Gatineau, Quebec-based Hexo said its adjusted net loss for the quarter was $43.7 million, compared with the average analyst estimate of a $13.2 million loss. Revenue stood at $15.4 million.

Hexo also also took a $17 million inventory writedown, citing price compression, which BMO analyst Tamy Chen called “an unsettling development considering the sizable amount of unfinished inventory” held by Canadian licensed producers.

Hexo’s share price has tumbled 46 per cent from the close of trading on Oct. 4, when it announced its chief financial officer would step down after about four months on the job.

That was followed by a guidance cut, when the company said its quarterly revenue would be between $14.5 million and $16.5 million, after previously saying it would double from the $13 million reported in the prior quarter.

Suspends Operations

It also withdrew its fiscal 2020 guidance for $400 million in sales and said last week it would cut about 200 jobs, or approximately a quarter of its workforce. As a result, it will suspend its operations in Niagara, Ontario and in 200,000 square feet of its facility in Gatineau.

Its recent plan to issue $70 million of convertible debentures with a conversion price below its stock price also raised eyebrows. It said Tuesday it’s also in the process of setting up an at-the-market financing, in which a company raises money by selling shares incrementally at prevailing prices.

Chief Executive Officer Sebastien St-Louis framed the quarter as a positive one, where the company managed to maintain its 33% market share in its home province of Quebec while making the difficult decisions that its competitors will also be forced to make sooner or later.

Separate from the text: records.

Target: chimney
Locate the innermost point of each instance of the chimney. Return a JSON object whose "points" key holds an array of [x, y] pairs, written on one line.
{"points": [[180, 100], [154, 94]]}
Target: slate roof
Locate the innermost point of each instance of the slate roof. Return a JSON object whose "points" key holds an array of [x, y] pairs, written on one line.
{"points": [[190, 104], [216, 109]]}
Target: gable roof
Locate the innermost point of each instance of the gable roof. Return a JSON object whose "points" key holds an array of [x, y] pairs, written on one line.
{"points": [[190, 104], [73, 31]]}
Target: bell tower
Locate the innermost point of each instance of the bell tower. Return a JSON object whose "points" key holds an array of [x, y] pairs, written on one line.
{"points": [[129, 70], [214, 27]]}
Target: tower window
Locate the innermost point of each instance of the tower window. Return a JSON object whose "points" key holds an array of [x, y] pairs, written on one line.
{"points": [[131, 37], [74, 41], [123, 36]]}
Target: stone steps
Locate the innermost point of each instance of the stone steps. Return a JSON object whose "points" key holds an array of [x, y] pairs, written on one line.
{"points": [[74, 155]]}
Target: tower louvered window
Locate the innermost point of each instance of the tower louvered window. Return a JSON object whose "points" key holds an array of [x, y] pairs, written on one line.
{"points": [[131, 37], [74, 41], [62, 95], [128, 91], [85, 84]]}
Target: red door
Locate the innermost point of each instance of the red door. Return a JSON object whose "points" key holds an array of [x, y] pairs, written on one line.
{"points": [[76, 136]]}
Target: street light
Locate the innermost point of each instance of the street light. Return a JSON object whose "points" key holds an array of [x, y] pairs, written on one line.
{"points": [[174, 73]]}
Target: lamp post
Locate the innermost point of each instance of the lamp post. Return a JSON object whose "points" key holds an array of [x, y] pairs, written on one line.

“If you look to the metrics and the way Hexo is managing its business, the way we’re making hard decisions on operations and the market share we’ve managed to keep, that tells a much stronger story than the quarterly revenue numbers,” St-Louis said Tuesday on a call with analysts.

Top Three

He added that his goal is to make Hexo a top-three player in Canada by achieving 20% market share nationally.

“As competitors fail in the next 12 months, and we’ll have lots of them failing, especially the small ones, I think that opens up space” in the market, St-Louis said.

Hexo said it expects first-quarter net revenue to be between C$14 million and C$18 million and it’s “targeting to achieve positive adjusted Ebitda in calendar 2020.” It also expects to deliver gross margins in the low-40 per cent range going forward.

Short interest stood at 12 per cent of its float or US$68.5 million last week, according to data from financial analytics firm S3 partners.